A team of researchers from the Guangzhou Medical University has used the CRISPR gene editing technique to edit human embryos in an attempt to immune them from the HIV virus.

Researchers try to alter or make a mutation into non-viable human embryos, that were lately destroyed after three days.  The team emphasized the attempt of modification was made in embryos that couldn’t result in a live birth.

genome_editing-chinese
Scientists are developing ways to edit the DNA of tomorrow’s children. Should they stop before it’s too late?. Credit: MIT Technology Review

Yong Fam, author, and worker at the Medical University in China, with his team of scientists, collected a total of 213 fertilized human eggs between the months of April and September of 2014.

The eggs were donated by 87 patients who ended up being unsuitable for an in vitro treatment in a fertility therapy, because of the extra set of chromosomes they contained.

CRISPR Technique

Clustered regularly interspaced short palindromic repeats or CRISPR are segments of prokaryotic DNA. The set contains short repetitions based in sequence, each one of the repetitions in the DNA is followed by “Spacer DNA” from different exposures to viruses or plasmid.

This technique provides researchers the opportunity to create an immune system that resists a foreign genetic element, such as plasmids or viruses.

The CRISPR technique through its spacers recognizes and cuts the endogenous genetic elements.  Allowing its application in the altering of human, animal and other organism’s germline.

Since the discovery of the technique, numerous ethical concerns have been issued in the modification of human germline.

The attempt in the study

According to the study first published in the journal Nature, the team tried to evaluate the precise methods in the modification of human embryos. Trying to introduce a mutation that could have prevented people from suffering HIV virus.

The mutation was attempted in an immune cell  called CCR5, this protein is found on the surface of white blood cells involved in the immune system.

CCR5 cells are the first cells that HIV attempts to enter and infect, certain humans carry a mutation of the CCR5 denominated  CCR5Δ32.  That protects them from the HIV Virus.

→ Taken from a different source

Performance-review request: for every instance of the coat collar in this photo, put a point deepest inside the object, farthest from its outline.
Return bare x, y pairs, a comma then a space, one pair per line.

The researchers team was trying to modify the CCR5 cell into the CCR5Δ32 mutation, to create human embryos naturally resistant to HIV.

The study didn’t reach any conclusions, since the human embryos tested had been rejected by in vitro clinics because of their extra set of chromosomes, making it a little more difficult to determine if this procedure will result in healthy human embryos.

The results of the study

In the attempt of modification, the 45 embryos at the one-cell stage were treated with the CRISPR technique, containing instructions to develop the CCR5 mutation.

Of the 45 injected embryos, only 26 developed into eight- cell embryos and only four had the CCR5 mutation. Nonetheless, these had only one copy of the CCR5 gene, it wasn’t enough to resist the HIV virus.

Although the genes didn’t develop the desire correct mutation, the team didn’t find any mutations in other parts of the embryos while using the CRISPR technique.

A stem-cell biologist in Massachusetts Children’s Hospital, George Daley told Scientific American his thoughts on the paper.

“ This paper doesn’t look like it offers much more than anecdotal evidence that it works on human embryos, which we already knew. It’s certainly a long way from realizing the intended potential” Said Daley in a statement.

Previous Embryo Studies

A number of placed researches have been made in the attempt to modify a human embryo or a human gene. Mostly to make them HIV-resistant.

Four clinics in the USA recruited patients suffering from the HIV virus to treat them with a gene editing technique  in which they tried to destroy the CCR5 gene in which the HIV assembles.

Another Chinese research team had announced previously in April 2015,  an attempt to modify a human gene linked to a blood disease. The study was also dismissed because of the non-valid human embryos.

Moral and Ethic Disputes

A lot of ethical statements and opinions have been made in the gene-editing business, even though local committees have approved the experiments as well as the patients who donated their embryos.

A bioethicist in Hokkaido University at Sapporo Japan tells Scientific American “ Introducing CCR5 modification and trying to repair, even in non-viable embryos is just playing with human embryos” Said Tetsuya Ishii to the website.

Although all of these experiments are only being made in a preliminary way, it opens wide the door for human gene-editing and possible, yet futuristic, cures for the diseases humans suffer today.